P- Reviewer: Wittmann T S- Editor: Qi Y L- Editor: Stewart G E- Editor: Liu XM
Published online Jun 21, 2015. doi: 10.3748/wjg.v21.i23.7320
Peer-review started: January 10, 2015
First decision: February 10, 2015
Revised: February 27, 2015
Accepted: March 31, 2015
Article in press: March 31, 2015
Published online: June 21, 2015
We report a case of a 42-year-old man with a rare disorder known as primary intestinal lymphangiectasia, which is characterized by dilated intestinal lymphatics that lead to the development of protein-losing enteropathy. The patient presented with a grand mal seizure caused by malabsorption-derived electrolytes and a protein disorder. Signs of the disease, including chronic diarrhea and peripheral edema, manifested 10 years ago, but a diagnosis was never made. The diagnosis was suspected because of the clinical manifestations, laboratory tests, imaging and endoscopic findings. Hyperemic and edematous mucosa of the small intestine corresponded to scattered white spots with dilated intestinal lymphatics and whitish villi in the histological specimen of the biopsied jejunal mucosa. Although numerous therapeutic strategies are available, only octreotide therapy proved to be an effective means of therapeutic resolution in this patient. Although the patient had a partial remission following the use of a slow release formula of octreotide, his prognosis, clinical course, and future treatment challenges are yet to be determined.

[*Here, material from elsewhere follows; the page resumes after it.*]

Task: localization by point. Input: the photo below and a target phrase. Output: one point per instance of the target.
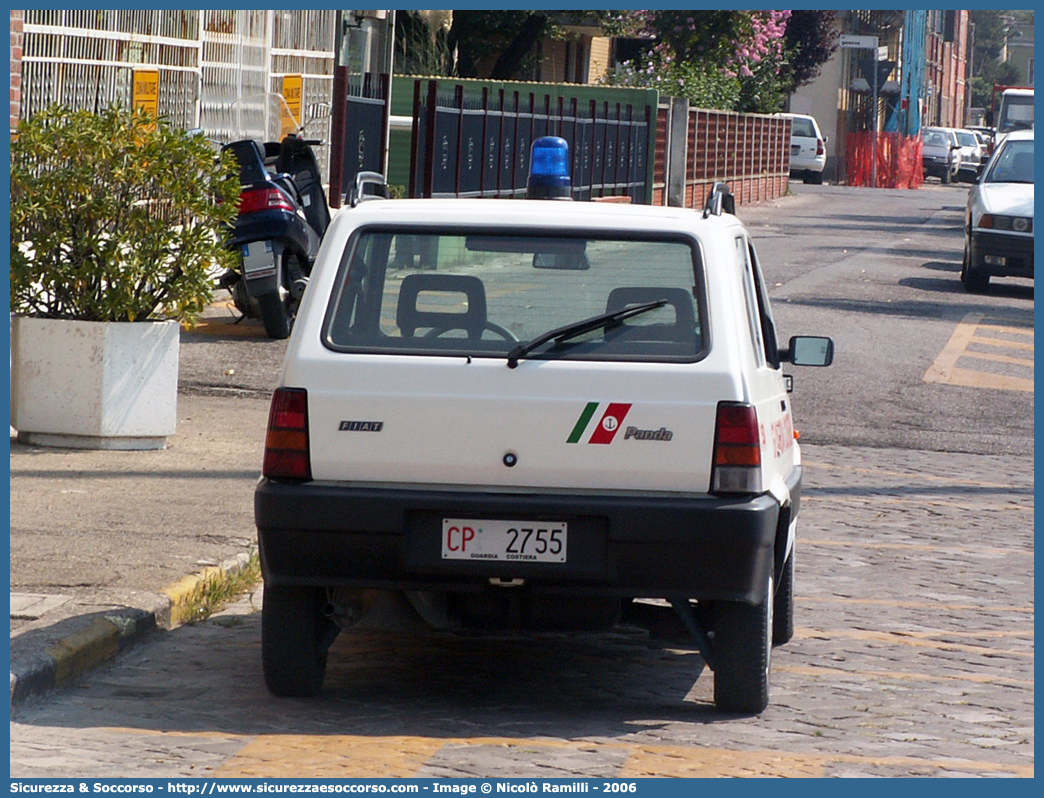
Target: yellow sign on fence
(290, 111)
(145, 93)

Core tip: This is a case of a 42-year-old man who presented with a grand mal seizure, malabsorption-derived electrolytes and a protein disorder caused by primary intestinal lymphangiectasia. After an extensive management and exclusion of secondary intestinal lymphangiectasia, a diagnosis was suspected because of the clinical manifestations, laboratory tests, imaging and endoscopic findings. Although numerous therapeutic strategies are available, only octreotide therapy proved to be a potentially effective means of therapeutic resolution; however, a longer follow-up period is needed. More case reports and/or studies on similar cases are needed to determine the best possible treatment strategies for this rare disorder.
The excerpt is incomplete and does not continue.